No hay dolor en sus palabras. Ella sigue apoltronada en la misma esquina del sofá. Sus ojos tienen una expresión rara, profunda, por efecto de las cejas dibujadas no por lo que siente. En su vida no hubo ejemplos malos en cuanto al amor se refiere. Su madre es hija de dos profesores. Se fue de con ellos el día en que se casó con el padre de Lluvia y de su hermana. Después enviudó, muy joven, antes de cumplir 30, y volvió a casarse.

La hermana mayor de Lluvia se llama Edith. Tiene 26 años. Su hija es unos meses mayor que la hija de Lluvia. Edith tiene otra niña de siete meses, que ese día dejó al cuidado de sus abuelos paternos. Edith tampoco cree en el amor. Al menos no en el amor que la llevó a casarse con el padre de sus hijas cuando estaba por cumplir los 20. El mismo proceso que mutiló a Juárez terminó mutilando a su cupido.

 Hace cuatro semanas le dijeron que era seropositiva. Su esposo la contagió. Lo hizo en algún momento de 2012. La pequeña nació con VIH. Para entonces llevaban tiempo saliendo con parejas distintas. Nada serio, dice, pero los votos de fidelidad estaban rotos. Edith no interviene mucho en la conversación dominada por Lluvia. Básicamente escucha y ríe a carcajadas cuando algo le parece gracioso.

“El sexo es mucho más aceptado en circunstancias sociales como las nuestras-dice el doctor Rueda. Aquella etapa en la que se daba un proceso de la etapa romántica y buscabas mayor estabilidad dentro de una relación, se ha perdido. Cuando hay un trauma como el que deja la muerte masiva, se instala la filosofía de la inmediatez. Si no te sirve algo entra esta etapa utilitarista del amor. En el caso de la mujer, ya no se va tanto por la cuestión del romance: se va si le puedes dar dinero y estabilidad, y a lo mejor hasta sexo rápido. Pero no compromiso”.

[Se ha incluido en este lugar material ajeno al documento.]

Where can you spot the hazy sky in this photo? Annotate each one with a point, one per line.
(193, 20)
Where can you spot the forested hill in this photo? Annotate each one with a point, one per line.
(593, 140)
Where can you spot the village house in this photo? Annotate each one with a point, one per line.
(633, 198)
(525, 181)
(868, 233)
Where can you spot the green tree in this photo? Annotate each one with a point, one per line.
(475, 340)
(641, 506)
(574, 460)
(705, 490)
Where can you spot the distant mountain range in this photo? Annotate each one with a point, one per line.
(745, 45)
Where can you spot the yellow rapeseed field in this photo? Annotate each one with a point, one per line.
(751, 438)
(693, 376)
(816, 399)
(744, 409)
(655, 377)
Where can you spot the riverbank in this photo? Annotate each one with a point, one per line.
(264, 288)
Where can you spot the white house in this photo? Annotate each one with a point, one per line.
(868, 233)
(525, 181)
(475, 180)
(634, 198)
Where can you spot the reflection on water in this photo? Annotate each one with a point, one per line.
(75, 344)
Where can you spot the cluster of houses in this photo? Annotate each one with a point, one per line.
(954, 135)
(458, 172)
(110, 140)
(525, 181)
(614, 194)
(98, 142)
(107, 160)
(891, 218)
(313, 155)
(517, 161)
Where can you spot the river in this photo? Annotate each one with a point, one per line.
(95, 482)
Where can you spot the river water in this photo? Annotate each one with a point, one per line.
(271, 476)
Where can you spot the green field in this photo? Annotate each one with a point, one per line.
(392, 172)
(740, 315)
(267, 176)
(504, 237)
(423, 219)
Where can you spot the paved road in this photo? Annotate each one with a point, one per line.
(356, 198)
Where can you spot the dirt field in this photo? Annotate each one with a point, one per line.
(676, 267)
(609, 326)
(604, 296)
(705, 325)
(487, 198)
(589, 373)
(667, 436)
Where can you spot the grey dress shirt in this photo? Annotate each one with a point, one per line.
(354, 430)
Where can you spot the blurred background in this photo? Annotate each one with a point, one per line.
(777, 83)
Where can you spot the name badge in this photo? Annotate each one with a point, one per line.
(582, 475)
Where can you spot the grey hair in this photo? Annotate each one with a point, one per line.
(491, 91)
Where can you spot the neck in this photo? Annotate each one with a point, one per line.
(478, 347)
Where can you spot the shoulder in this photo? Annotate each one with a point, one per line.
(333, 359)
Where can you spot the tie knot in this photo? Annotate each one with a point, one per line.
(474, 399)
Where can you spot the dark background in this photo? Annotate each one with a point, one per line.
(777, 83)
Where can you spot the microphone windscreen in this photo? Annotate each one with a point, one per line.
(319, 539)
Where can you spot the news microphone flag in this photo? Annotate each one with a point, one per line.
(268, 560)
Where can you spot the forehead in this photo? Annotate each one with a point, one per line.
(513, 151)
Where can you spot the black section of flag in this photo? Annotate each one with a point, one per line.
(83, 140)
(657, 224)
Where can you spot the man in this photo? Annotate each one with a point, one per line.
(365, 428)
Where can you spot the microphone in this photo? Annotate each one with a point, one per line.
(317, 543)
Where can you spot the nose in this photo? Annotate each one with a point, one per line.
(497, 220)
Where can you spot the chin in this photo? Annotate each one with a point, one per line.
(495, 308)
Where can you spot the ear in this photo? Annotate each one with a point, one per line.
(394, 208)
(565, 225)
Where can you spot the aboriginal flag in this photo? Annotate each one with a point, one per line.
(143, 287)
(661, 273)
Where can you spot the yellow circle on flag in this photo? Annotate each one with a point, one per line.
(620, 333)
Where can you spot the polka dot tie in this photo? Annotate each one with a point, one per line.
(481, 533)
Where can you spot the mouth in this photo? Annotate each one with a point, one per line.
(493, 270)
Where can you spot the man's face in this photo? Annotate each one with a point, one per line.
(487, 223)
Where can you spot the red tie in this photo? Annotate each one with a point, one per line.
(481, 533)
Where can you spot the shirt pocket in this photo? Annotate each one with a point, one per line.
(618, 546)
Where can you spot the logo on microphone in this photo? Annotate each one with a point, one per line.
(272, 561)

Para las ocho de la noche Lluvia y los demás han vaciado cuatro doces de cerveza. Nadie trae para comprar más. Los tres amigos parecen disfrazados de sicarios: tienen las cejas depiladas y el pelo corto hasta traslucir el cráneo, pero les falta poder y les falta solvencia. Lluvia se para. Trastabilla un poco. Le dice a su hermana que cuide a su hija mientras ella va “al lugar de siempre” para agarrar un par de clientes y luego volver a seguir la fiesta.

“¿El amor? ¿Sabes cuál es el verdadero amor? El verdadero amor es el dinero”. Y se marcha.